Thereby the standard is weighing how the right to be forgotten exists in congruence with the
standards of a civil right. The negative burden thereby is to show that the lack of the right to be
forgotten is on face bad categorically. Rights function under the paradigm of civil rights not in an
absolute sense, for instance, I can claim a right to free speech but that doesnt imply I can yell
fire in a movie theatre since it infringes on the safety of others. As long as the affirmative
provides a strong foundation for why The Right to be Forgotten functions as a civil right, you
affirm.
The thesis of the affirmative case is that The Right to be Forgotten is critical to settling power
imbalances and given those with unequal opportunities a more equal stance in society, meeting
the specific standard of most civil rights in that they prevent injury to an actor and head to
equality.
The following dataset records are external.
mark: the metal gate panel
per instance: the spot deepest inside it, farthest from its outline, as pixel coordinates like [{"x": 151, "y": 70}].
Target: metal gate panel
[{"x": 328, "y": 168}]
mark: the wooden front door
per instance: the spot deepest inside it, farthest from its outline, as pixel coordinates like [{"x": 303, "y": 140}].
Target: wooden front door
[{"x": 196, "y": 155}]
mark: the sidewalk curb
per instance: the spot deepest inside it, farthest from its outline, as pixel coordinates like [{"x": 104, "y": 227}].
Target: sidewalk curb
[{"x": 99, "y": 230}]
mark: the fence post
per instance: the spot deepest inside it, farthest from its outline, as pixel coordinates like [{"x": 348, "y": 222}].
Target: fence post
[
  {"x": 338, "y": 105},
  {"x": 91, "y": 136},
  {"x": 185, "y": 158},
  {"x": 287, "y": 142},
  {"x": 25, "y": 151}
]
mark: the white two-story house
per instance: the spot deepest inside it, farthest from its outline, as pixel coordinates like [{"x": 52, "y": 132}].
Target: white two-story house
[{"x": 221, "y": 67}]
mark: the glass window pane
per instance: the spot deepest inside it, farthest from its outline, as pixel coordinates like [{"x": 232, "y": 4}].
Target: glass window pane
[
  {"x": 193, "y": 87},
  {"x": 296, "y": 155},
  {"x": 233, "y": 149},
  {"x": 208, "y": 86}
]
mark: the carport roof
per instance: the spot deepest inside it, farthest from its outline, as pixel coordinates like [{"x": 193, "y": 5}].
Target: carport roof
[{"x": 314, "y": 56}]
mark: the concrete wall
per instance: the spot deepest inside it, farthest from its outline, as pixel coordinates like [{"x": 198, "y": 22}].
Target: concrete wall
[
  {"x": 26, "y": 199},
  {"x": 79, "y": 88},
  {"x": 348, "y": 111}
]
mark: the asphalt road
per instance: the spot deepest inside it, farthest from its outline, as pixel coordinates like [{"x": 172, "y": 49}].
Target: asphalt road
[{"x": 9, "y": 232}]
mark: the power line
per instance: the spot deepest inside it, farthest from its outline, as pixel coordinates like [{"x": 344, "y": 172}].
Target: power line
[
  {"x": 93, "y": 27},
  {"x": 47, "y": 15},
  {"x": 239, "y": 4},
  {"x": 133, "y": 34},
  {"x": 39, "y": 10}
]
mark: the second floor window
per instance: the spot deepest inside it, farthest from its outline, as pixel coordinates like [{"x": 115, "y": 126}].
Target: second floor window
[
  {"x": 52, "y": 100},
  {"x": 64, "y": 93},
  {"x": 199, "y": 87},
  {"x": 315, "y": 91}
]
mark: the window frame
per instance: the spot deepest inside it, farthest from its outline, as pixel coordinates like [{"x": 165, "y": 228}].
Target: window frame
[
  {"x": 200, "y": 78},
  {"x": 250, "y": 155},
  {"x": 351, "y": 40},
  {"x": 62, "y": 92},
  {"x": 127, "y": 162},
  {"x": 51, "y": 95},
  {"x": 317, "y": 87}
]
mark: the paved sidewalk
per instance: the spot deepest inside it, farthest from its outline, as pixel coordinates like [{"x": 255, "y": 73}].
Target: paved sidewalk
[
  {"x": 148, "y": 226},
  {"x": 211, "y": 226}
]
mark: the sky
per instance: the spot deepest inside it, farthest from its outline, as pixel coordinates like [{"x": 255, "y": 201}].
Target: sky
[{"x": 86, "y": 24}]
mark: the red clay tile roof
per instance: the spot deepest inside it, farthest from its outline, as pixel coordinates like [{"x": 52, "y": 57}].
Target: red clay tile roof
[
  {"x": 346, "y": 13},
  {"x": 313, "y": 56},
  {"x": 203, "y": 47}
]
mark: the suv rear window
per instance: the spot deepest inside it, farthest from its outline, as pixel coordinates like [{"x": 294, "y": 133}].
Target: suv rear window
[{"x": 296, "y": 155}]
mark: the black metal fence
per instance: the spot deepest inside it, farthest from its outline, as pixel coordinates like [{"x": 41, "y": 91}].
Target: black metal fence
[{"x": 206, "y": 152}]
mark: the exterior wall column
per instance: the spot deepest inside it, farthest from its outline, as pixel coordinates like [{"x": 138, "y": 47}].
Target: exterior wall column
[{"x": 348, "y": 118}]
This functions directly under a paradigm of civil rights because no civil rights
framework can support inequality in the determination of your own wills - the thesis under the
affirmative is not that the right to be forgotten absolutely solves the issues of power imbalances,
but simply helps alter the current structure that persecutes many individuals unfairly, often in
context of racial and sexist systems.
EXTEND The topic gives arise to whether the right to be forgotten is analogous to a civil
right, not another extraneous normative framework. For instance, if I said a tomato ought
to be a fruit, I am not voicing if tomatoes are good for you or if tomatoes are a good thing
- I am simply establishing that according to a maxims of a fruit, a tomato ought to be one.
This is distinct from ought is a moral obligation since a civil right is at best a direct
application of morality, but not a condition constrained by it - skepticism or other
epistemic indicts will not solve since they do not criticize or function within the
framework of civil rights. THEY LOSE THE FRAMEWORK DEBATE SINCE THEY ARE
APPEALING TO NORMATIVE OR EPISTEMIC PHILOSOPHY BUT FAIL TO ASSESS THE

RESOLUTION IS A PARADAMIC QUESTION. THIS IS A GAME OVER ISSUE SINCE THEY


DONT UNDERSTAND HOW THE OFFENSE WORKS.

WEIGHING
Prefer aff claims as I specifically helps those who are already disadvantaged in society - this
functions stronger on balance in corporations and states already at a power imbalance with
people of color. The AC contention therefore functions first since it gives those disadvantage the
power first to fight back a system that already targeted them.
Further - all negative claims are futile in which they defend only specific instances where the
right to be forgotten is bad, but it can be waived in those contexts. They do not deny that such
right is necessary in the cases of revenge porn or corporate mistrust which means the
affirmative is structurally ahead. This is an uncompromising issue since the affirmative isnt
attempting to maximize an issue but to prevent power imbalances. Game over issue.